Only in fiction can some of the deeper patterns of history and human nature be wholly expressed. Journalism and conventional histories are hard-pressed to encompass certain levels of experience. That’s probably among the reasons Aleksandr Solzhenitsyn chose to tell the massive story of the Russian Empire’s collapse into revolution and Bolshevism as a series of hefty novels, beginning with August 1914 (published in 1984) and inching toward posthumous conclusion with the first installment of The Red Wheel, April 1917.
Solzhenitsyn was a fiction writer to start, but gained world attention, a Nobel Prize for Literature and deportation from his homeland for The Gulag Archipelago (1973). Several years later in Vermont exile, he began collecting documents and pouring over archives, working the tragedy of Russia from 1914-17 into a series of novels. The work of publishing and translating them into English continues 17 years since the author’s death with what will be the second to last volume in the series.
The dense complexity is striking as characters, real and composite, personify the passage of history—not as Marx’s vast impersonal forces but as people in their moment. A multitude of events are crammed into the massive novel’s timeframe, April 11-May 5, 1917, as they were in real life.
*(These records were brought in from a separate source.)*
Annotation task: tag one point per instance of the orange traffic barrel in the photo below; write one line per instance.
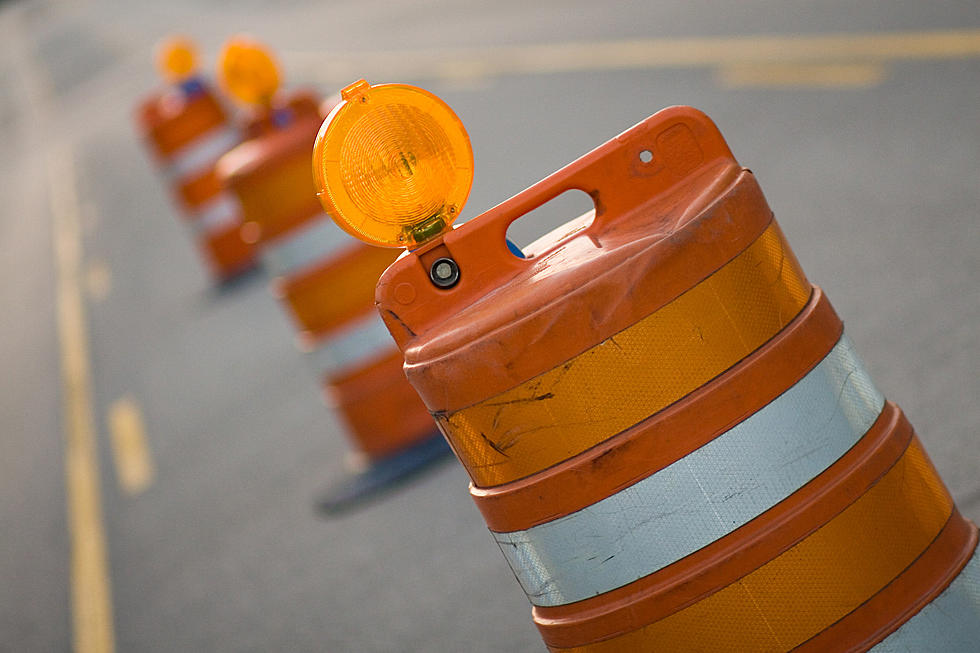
(187, 129)
(325, 281)
(668, 432)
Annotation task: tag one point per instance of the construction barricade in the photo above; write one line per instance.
(325, 280)
(187, 129)
(668, 432)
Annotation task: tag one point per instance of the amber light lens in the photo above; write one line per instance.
(392, 164)
(247, 71)
(176, 58)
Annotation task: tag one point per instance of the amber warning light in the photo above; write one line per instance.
(176, 58)
(248, 71)
(392, 164)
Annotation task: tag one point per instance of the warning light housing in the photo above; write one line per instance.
(176, 58)
(248, 72)
(392, 164)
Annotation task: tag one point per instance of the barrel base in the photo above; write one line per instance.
(383, 474)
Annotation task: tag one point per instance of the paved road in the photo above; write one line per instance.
(873, 176)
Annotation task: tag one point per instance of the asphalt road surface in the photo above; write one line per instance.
(867, 144)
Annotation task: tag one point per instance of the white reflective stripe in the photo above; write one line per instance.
(220, 213)
(314, 241)
(950, 623)
(705, 495)
(202, 153)
(359, 342)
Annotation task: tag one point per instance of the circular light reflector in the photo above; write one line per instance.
(248, 71)
(392, 164)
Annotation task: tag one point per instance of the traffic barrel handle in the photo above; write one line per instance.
(678, 144)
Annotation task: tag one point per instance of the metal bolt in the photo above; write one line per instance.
(444, 272)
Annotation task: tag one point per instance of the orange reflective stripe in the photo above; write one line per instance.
(632, 375)
(816, 582)
(337, 291)
(383, 412)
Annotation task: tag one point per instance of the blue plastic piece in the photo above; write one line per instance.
(192, 87)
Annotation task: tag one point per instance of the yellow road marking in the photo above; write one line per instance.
(802, 75)
(473, 63)
(98, 279)
(91, 593)
(134, 465)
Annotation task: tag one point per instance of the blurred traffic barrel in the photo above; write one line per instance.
(325, 280)
(187, 129)
(668, 433)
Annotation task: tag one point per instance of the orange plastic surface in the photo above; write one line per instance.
(635, 373)
(272, 179)
(382, 411)
(724, 561)
(227, 253)
(660, 228)
(172, 121)
(669, 435)
(816, 582)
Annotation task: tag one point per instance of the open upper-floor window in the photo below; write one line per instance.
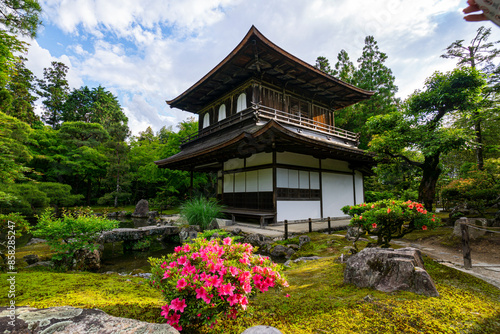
(241, 104)
(206, 120)
(222, 112)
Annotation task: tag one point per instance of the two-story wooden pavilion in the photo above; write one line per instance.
(266, 127)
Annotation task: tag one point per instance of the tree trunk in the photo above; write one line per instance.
(89, 192)
(117, 189)
(427, 188)
(479, 142)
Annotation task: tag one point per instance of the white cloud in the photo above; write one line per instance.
(150, 51)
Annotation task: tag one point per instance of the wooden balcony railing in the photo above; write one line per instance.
(263, 112)
(307, 123)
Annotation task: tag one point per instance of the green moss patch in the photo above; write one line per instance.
(121, 296)
(318, 302)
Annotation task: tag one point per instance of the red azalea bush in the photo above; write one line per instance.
(206, 279)
(389, 219)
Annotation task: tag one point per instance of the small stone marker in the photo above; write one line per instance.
(141, 209)
(390, 270)
(261, 330)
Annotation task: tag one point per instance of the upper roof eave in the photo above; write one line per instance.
(255, 33)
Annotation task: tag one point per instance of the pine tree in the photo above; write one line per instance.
(55, 89)
(479, 53)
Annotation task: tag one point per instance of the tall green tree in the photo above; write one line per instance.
(19, 97)
(17, 17)
(344, 67)
(14, 153)
(323, 64)
(372, 74)
(54, 89)
(478, 54)
(20, 17)
(101, 107)
(421, 125)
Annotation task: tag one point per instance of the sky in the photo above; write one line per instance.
(149, 51)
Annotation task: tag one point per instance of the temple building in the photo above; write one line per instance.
(267, 129)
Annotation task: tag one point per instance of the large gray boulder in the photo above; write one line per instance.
(261, 330)
(67, 319)
(474, 233)
(188, 233)
(141, 209)
(389, 270)
(258, 240)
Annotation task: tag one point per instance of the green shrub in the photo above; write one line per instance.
(12, 226)
(70, 233)
(201, 211)
(389, 219)
(374, 196)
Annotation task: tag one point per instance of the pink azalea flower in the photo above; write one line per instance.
(226, 289)
(178, 305)
(181, 284)
(164, 310)
(166, 274)
(183, 260)
(234, 271)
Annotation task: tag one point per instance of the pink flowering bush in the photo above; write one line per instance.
(205, 280)
(390, 219)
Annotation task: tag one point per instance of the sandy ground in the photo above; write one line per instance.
(485, 255)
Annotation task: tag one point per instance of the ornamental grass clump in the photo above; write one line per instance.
(390, 219)
(206, 280)
(201, 211)
(72, 232)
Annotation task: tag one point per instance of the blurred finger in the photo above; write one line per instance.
(471, 9)
(475, 18)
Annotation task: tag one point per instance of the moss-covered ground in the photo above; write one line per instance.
(317, 300)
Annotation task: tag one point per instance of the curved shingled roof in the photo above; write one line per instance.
(257, 57)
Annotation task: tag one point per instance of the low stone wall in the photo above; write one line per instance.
(73, 320)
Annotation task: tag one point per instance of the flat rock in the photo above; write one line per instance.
(73, 320)
(261, 330)
(141, 209)
(389, 270)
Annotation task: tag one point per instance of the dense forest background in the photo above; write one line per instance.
(440, 146)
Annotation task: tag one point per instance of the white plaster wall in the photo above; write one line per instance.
(293, 178)
(281, 178)
(295, 210)
(265, 179)
(228, 183)
(252, 181)
(259, 159)
(337, 191)
(337, 165)
(358, 177)
(297, 159)
(314, 180)
(234, 164)
(239, 183)
(303, 179)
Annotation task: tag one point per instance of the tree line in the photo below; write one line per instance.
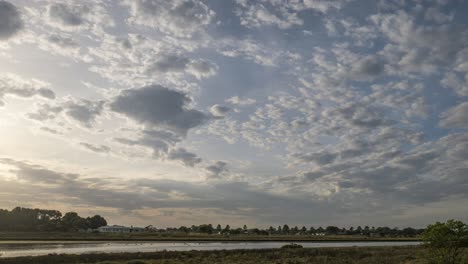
(26, 219)
(286, 230)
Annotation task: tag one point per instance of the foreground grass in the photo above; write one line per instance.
(75, 236)
(381, 255)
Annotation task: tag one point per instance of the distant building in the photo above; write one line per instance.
(120, 229)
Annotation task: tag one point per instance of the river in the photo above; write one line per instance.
(37, 248)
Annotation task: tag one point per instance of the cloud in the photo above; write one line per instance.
(455, 117)
(13, 85)
(158, 106)
(179, 17)
(236, 100)
(95, 148)
(174, 63)
(283, 15)
(68, 15)
(416, 48)
(187, 158)
(368, 68)
(84, 111)
(10, 20)
(258, 15)
(77, 15)
(219, 110)
(216, 170)
(453, 81)
(45, 112)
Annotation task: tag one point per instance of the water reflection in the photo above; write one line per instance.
(33, 248)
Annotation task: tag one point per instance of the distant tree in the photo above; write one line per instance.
(208, 229)
(295, 229)
(408, 232)
(271, 230)
(359, 229)
(184, 229)
(96, 221)
(312, 230)
(444, 241)
(73, 222)
(332, 230)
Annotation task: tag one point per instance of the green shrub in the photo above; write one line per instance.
(444, 241)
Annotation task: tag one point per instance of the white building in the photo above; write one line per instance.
(120, 229)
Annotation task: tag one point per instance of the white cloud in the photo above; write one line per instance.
(10, 20)
(180, 17)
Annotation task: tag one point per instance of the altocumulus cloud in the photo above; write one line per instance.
(158, 106)
(10, 20)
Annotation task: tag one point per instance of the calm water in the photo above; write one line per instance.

Solzhenitsyn doesn’t try to simplify the situation and its many actors into an easy narrative.
Although the publisher’s note promises that the “nodes” of Solzhenitsyn’s epic “can be read consecutively or independently,” jumping in without an extensive understanding of Russian history will be daunting. April 1917 is not the place to start with Solzhenitsyn, whose work has often been misrepresented by critics stung by his critique of soulless materialism in both its capitalist and communist varieties, but will reward longtime readers with his perspective on the inevitable failure of revolutions to produce utopia.